The legislation states that news businesses are considered eligible as long as they fall under certain requirements, including:

  • producing news content of "public interest";
  • employing two or more journalists in Canada;
  • operating in Canada; and
  • following the code of ethics of a recognized journalistic association or its own code of ethics that aligns with journalistic integrity.

An eligible news business also must produce news content "that is not primarily focused on a particular topic such as industry-specific news, sports, recreation, arts, lifestyle or entertainment," according to Bill C-18, suggesting that lifestyle magazines and similar publications may not be affected by Meta blocks.

CTV News, CP24 and BNN Bloomberg, which are all part of Bell Media and owned by parent company BCE, will be affected by the news block. In response, Bell Media has pulled all of its advertising from Meta.

How to access news amid Meta's ban

Canadians are still able to access Canadian news sources by navigating directly to their websites or mobile apps.

Signing up for newsletters or subscriptions is another way to stay up to date with the latest news directly from the sources that matter most to you.

Bookmarking your most frequently visited news websites now will allow you to navigate to them quickly even if their links are not being shared when you search a topic on Google.

Canadians will also still be able to see news from international and Canadian news sources through Google.

How do different parties, stakeholders view Bill C-18?

Supporters of the Liberal government's bill say that it is a way to keep tech giants in check and cut into their digital dominance.

As more than 400 Canadian newsrooms closed their doors between 2008 and 2023, supporters of a fair compensation plan say journalists should be remunerated for their work being used to help tech giants bring in more eyes and thus more ad revenue.

"Canadians rely on digital platforms to access their news and information, but these tech platforms have to act responsibly and support the news sharing they and Canadians both benefit from," said St-Onge in a Sept. 1 statement.

"The Online News Act requires these dominant platforms to bargain fairly with news businesses — both big and small… Tech giants can and must contribute their fair share — nothing more. Canadians expect a vibrant news landscape where we can get the facts when we need them," St-Onge said.

Prime Minister Justin Trudeau has previously said Meta and Google's "bullying tactics" will not work and that his government is trying to ensure those companies do not weaken Canada's democracy by threatening its media industry.

In the wake of the deal with Google, Trudeau slammed Meta for its decision to pull news instead of compensating news outlets.

"Unfortunately, Meta continues to complete abdicate any responsibility towards democratic institutions and even stability, but we're going to continue to work positively in those areas," he said in late November.

Even before the platform pullouts began, Bill C-18 prompted debate in Parliament and beyond.

Conservative Leader Pierre Poilievre has criticized the legislation as an attempt by Trudeau to "control the news Canadians see."

Reacting to the latest Meta move Aug. 1, the Official Opposition leader suggested "it's like 1984."

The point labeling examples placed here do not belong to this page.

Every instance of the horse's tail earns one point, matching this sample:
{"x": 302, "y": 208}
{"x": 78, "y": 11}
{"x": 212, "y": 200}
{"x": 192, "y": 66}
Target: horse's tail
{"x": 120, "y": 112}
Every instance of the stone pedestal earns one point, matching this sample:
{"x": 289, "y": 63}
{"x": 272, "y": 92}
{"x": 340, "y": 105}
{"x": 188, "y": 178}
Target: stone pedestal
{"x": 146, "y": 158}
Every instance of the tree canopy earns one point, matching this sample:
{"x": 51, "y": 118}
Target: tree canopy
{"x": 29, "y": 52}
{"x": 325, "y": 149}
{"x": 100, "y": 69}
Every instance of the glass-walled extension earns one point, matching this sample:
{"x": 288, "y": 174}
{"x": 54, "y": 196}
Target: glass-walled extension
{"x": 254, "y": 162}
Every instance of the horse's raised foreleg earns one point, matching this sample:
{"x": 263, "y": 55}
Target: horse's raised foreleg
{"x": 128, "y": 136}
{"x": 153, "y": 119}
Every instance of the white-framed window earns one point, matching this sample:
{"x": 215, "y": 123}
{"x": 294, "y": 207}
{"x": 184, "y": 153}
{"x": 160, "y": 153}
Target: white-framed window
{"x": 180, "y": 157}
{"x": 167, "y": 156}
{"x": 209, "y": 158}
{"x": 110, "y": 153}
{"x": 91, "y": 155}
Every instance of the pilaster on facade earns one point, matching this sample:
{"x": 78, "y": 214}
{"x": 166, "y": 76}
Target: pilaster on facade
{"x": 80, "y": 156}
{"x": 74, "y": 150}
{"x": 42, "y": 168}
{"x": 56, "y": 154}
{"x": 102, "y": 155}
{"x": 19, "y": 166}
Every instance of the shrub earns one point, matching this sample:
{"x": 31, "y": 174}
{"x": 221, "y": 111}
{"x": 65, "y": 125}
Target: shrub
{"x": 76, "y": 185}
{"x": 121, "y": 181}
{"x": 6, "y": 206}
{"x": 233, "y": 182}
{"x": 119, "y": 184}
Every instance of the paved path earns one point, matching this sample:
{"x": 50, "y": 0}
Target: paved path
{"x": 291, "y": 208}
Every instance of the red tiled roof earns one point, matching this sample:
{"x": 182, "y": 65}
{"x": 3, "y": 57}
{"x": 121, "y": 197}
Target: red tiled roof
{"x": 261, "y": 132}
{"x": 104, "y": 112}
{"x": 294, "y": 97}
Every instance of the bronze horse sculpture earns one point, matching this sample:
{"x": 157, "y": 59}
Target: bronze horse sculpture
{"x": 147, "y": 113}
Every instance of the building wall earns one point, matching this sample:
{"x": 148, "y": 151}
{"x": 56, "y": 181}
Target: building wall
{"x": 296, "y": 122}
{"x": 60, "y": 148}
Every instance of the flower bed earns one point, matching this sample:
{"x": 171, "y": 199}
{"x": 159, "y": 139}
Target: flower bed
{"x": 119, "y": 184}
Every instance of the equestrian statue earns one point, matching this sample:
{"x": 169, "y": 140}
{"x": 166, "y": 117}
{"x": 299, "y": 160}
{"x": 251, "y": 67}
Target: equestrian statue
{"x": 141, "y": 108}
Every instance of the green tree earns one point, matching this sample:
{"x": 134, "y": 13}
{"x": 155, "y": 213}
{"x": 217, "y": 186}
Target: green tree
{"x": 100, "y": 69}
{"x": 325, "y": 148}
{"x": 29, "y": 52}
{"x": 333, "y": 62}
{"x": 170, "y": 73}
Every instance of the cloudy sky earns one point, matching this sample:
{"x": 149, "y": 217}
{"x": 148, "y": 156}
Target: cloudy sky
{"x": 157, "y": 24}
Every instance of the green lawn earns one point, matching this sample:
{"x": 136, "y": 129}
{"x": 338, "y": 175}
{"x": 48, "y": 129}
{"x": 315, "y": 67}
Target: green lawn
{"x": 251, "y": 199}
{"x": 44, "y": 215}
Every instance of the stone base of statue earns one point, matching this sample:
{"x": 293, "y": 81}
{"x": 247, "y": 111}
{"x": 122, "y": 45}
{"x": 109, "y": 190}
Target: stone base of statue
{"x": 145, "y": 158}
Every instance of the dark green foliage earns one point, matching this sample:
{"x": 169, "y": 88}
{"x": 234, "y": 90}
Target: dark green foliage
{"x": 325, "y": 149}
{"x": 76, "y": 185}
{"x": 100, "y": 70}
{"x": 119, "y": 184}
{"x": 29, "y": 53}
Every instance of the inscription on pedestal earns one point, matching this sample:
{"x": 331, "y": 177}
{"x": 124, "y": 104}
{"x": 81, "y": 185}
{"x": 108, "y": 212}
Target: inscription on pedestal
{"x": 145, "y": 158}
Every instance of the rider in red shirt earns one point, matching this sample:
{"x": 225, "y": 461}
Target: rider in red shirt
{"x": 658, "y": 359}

"You have a prime minister passing a law to make news articles disappear from the internet. Who would ever have imagined that in Canada, the federal government would pass laws banning people from effectively seeing the news?" he said.

"Whether it's big tech, or Trudeau's big government, censorship is always and everywhere, wrong."

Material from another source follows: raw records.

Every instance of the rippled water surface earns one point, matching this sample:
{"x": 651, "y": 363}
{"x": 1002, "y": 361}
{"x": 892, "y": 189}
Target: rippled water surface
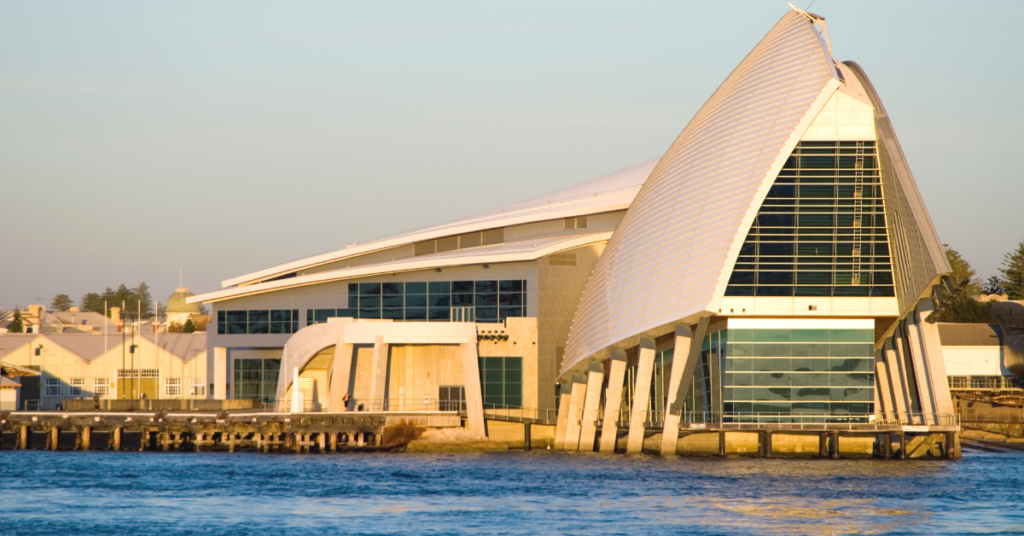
{"x": 513, "y": 493}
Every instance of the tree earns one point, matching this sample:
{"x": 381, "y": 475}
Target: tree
{"x": 16, "y": 325}
{"x": 963, "y": 275}
{"x": 61, "y": 302}
{"x": 960, "y": 305}
{"x": 92, "y": 301}
{"x": 993, "y": 286}
{"x": 1013, "y": 273}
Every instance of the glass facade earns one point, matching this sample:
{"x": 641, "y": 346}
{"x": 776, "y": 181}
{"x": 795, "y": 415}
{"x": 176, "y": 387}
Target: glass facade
{"x": 433, "y": 301}
{"x": 826, "y": 372}
{"x": 501, "y": 381}
{"x": 257, "y": 321}
{"x": 256, "y": 378}
{"x": 821, "y": 230}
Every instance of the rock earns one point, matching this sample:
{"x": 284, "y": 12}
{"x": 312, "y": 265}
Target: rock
{"x": 454, "y": 440}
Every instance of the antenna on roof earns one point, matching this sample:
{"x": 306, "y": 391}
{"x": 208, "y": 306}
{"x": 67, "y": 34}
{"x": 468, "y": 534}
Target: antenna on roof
{"x": 817, "y": 21}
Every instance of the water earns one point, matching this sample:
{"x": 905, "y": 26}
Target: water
{"x": 510, "y": 493}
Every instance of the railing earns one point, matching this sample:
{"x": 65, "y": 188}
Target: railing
{"x": 365, "y": 405}
{"x": 991, "y": 414}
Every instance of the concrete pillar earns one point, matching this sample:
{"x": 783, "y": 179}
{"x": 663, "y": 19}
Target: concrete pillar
{"x": 641, "y": 397}
{"x": 378, "y": 376}
{"x": 905, "y": 361}
{"x": 681, "y": 374}
{"x": 471, "y": 380}
{"x": 564, "y": 396}
{"x": 925, "y": 395}
{"x": 217, "y": 373}
{"x": 577, "y": 402}
{"x": 340, "y": 376}
{"x": 897, "y": 381}
{"x": 883, "y": 393}
{"x": 934, "y": 362}
{"x": 591, "y": 407}
{"x": 612, "y": 401}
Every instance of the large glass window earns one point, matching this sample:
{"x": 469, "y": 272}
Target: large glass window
{"x": 257, "y": 321}
{"x": 501, "y": 380}
{"x": 256, "y": 378}
{"x": 772, "y": 374}
{"x": 433, "y": 301}
{"x": 821, "y": 230}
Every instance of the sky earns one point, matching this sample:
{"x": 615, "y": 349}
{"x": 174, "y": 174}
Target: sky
{"x": 140, "y": 138}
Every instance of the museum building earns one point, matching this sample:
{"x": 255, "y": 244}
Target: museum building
{"x": 776, "y": 263}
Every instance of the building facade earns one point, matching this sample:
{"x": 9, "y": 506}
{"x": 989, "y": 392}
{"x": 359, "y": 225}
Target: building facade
{"x": 155, "y": 366}
{"x": 776, "y": 263}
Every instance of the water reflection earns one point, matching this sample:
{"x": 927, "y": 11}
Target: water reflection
{"x": 514, "y": 493}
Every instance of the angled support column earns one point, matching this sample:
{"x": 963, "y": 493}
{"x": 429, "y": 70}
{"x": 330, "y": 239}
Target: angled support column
{"x": 471, "y": 379}
{"x": 934, "y": 362}
{"x": 910, "y": 382}
{"x": 925, "y": 395}
{"x": 591, "y": 406}
{"x": 683, "y": 366}
{"x": 378, "y": 378}
{"x": 565, "y": 394}
{"x": 897, "y": 381}
{"x": 576, "y": 412}
{"x": 340, "y": 375}
{"x": 641, "y": 397}
{"x": 883, "y": 394}
{"x": 612, "y": 401}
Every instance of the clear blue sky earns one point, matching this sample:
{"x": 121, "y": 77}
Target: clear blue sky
{"x": 222, "y": 137}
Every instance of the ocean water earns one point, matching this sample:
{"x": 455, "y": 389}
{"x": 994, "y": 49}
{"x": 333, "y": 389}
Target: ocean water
{"x": 537, "y": 492}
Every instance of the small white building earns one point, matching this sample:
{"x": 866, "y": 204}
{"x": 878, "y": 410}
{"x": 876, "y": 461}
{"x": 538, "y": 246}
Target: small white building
{"x": 974, "y": 357}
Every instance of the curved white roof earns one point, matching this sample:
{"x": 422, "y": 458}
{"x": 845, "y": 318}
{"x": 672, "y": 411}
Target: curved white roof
{"x": 671, "y": 255}
{"x": 608, "y": 193}
{"x": 509, "y": 252}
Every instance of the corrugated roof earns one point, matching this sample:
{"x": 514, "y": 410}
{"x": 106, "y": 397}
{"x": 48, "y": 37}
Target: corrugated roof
{"x": 970, "y": 334}
{"x": 671, "y": 255}
{"x": 507, "y": 252}
{"x": 605, "y": 194}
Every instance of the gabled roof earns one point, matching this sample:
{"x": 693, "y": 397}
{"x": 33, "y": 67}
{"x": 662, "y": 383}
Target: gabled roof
{"x": 509, "y": 252}
{"x": 608, "y": 193}
{"x": 671, "y": 255}
{"x": 184, "y": 345}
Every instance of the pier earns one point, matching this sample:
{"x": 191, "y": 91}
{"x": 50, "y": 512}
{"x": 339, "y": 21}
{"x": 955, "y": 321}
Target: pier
{"x": 216, "y": 431}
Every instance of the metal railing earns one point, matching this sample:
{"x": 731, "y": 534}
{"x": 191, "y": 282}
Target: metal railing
{"x": 991, "y": 414}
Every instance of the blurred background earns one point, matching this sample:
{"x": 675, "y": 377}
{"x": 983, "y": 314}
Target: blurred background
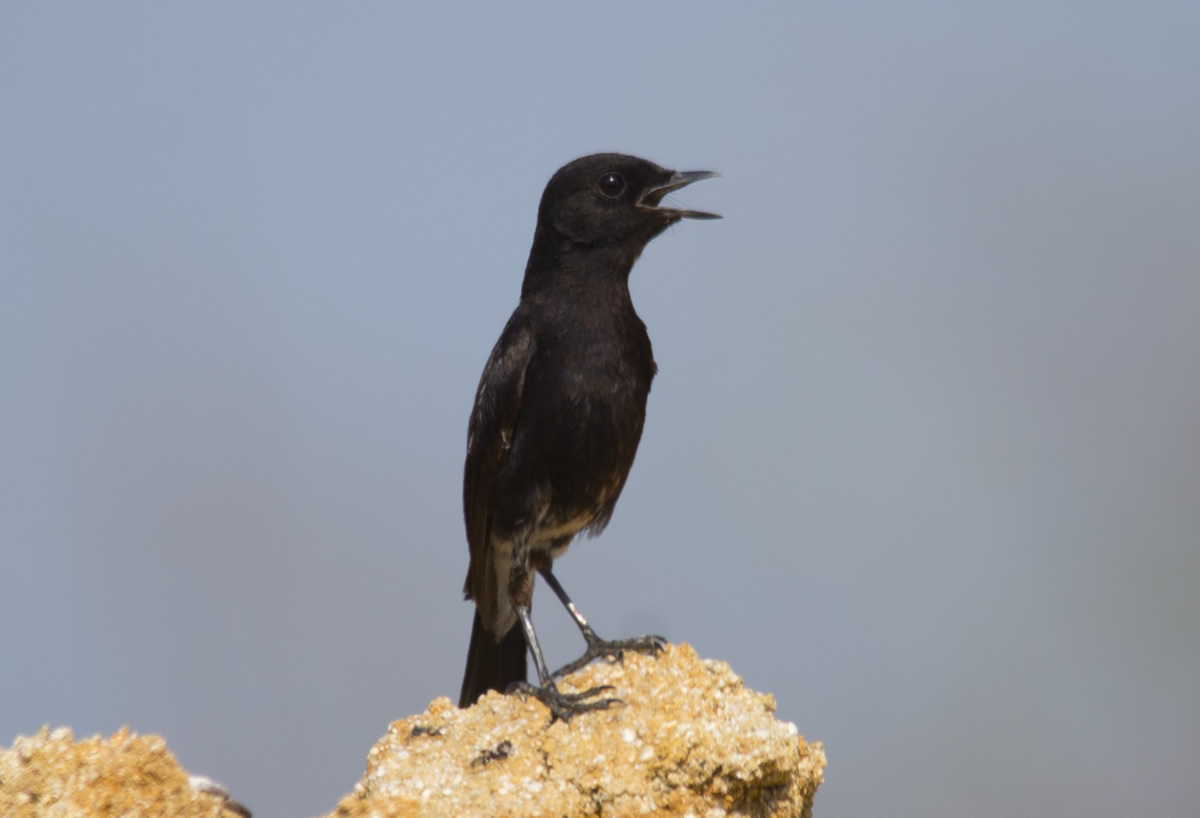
{"x": 922, "y": 459}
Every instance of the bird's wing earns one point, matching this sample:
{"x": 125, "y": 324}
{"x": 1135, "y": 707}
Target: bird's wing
{"x": 489, "y": 438}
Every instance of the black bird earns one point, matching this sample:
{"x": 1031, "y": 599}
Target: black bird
{"x": 558, "y": 415}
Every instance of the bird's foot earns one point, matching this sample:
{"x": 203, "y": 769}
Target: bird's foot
{"x": 564, "y": 705}
{"x": 615, "y": 649}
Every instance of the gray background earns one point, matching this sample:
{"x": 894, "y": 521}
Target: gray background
{"x": 923, "y": 457}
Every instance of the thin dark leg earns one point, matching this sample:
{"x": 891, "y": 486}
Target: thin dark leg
{"x": 562, "y": 705}
{"x": 598, "y": 648}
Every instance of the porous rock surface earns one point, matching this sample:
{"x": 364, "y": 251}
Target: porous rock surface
{"x": 689, "y": 739}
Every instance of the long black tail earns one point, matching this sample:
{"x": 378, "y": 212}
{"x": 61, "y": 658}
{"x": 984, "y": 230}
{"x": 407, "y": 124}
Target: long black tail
{"x": 492, "y": 665}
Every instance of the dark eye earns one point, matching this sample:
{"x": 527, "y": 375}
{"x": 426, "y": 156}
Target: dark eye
{"x": 612, "y": 185}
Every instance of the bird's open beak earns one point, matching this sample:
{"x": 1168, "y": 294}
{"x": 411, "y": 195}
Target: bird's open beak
{"x": 678, "y": 179}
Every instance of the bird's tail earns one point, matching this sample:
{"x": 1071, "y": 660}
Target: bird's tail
{"x": 492, "y": 665}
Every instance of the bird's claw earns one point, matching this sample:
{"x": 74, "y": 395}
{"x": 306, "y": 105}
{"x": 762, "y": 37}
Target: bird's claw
{"x": 615, "y": 649}
{"x": 564, "y": 705}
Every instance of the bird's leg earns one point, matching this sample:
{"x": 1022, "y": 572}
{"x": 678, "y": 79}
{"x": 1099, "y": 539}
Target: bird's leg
{"x": 562, "y": 705}
{"x": 598, "y": 648}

Others have voiced concern that Google and Meta blocking news links from Canadian news sources will lead to a drop in media literacy.

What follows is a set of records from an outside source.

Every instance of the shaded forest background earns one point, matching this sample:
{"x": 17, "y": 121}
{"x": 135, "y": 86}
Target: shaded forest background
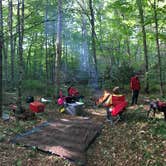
{"x": 47, "y": 44}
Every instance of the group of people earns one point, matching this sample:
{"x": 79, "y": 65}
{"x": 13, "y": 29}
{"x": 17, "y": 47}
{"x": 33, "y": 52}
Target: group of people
{"x": 115, "y": 103}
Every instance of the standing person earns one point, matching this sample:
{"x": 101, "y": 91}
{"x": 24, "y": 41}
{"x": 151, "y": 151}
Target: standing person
{"x": 135, "y": 87}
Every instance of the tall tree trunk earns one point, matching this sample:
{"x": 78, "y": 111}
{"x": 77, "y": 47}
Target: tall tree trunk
{"x": 92, "y": 21}
{"x": 11, "y": 41}
{"x": 158, "y": 49}
{"x": 20, "y": 14}
{"x": 141, "y": 13}
{"x": 1, "y": 46}
{"x": 58, "y": 47}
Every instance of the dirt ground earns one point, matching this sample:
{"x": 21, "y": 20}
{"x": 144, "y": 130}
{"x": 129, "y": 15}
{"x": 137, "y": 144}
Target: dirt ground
{"x": 133, "y": 141}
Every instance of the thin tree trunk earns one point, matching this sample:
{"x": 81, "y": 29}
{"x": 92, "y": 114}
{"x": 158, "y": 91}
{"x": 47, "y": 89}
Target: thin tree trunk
{"x": 11, "y": 41}
{"x": 58, "y": 47}
{"x": 158, "y": 49}
{"x": 92, "y": 21}
{"x": 20, "y": 14}
{"x": 141, "y": 13}
{"x": 1, "y": 47}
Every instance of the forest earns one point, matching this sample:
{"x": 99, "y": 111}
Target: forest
{"x": 91, "y": 46}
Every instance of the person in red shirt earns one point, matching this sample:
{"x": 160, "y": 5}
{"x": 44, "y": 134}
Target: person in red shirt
{"x": 135, "y": 87}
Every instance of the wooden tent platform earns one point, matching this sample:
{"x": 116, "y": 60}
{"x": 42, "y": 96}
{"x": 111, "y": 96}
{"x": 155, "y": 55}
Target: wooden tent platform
{"x": 68, "y": 138}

Tech and cybersecurity expert Ritesh Kotak told CTV News Channel in late June that the removal of news from Google and Meta's platforms could lead users to rely on unverified stories, making "deciphering fact from fiction" that much more difficult.

"This is a serious problem for news organizations and also members of the public," he said, adding that news outlets should do more to promote their own platforms.

With files from The Canadian Press 

Correction

An earlier version of this article suggested that Google's testing phase of its plan to block local news was still underway. These tests wrapped up in mid-March.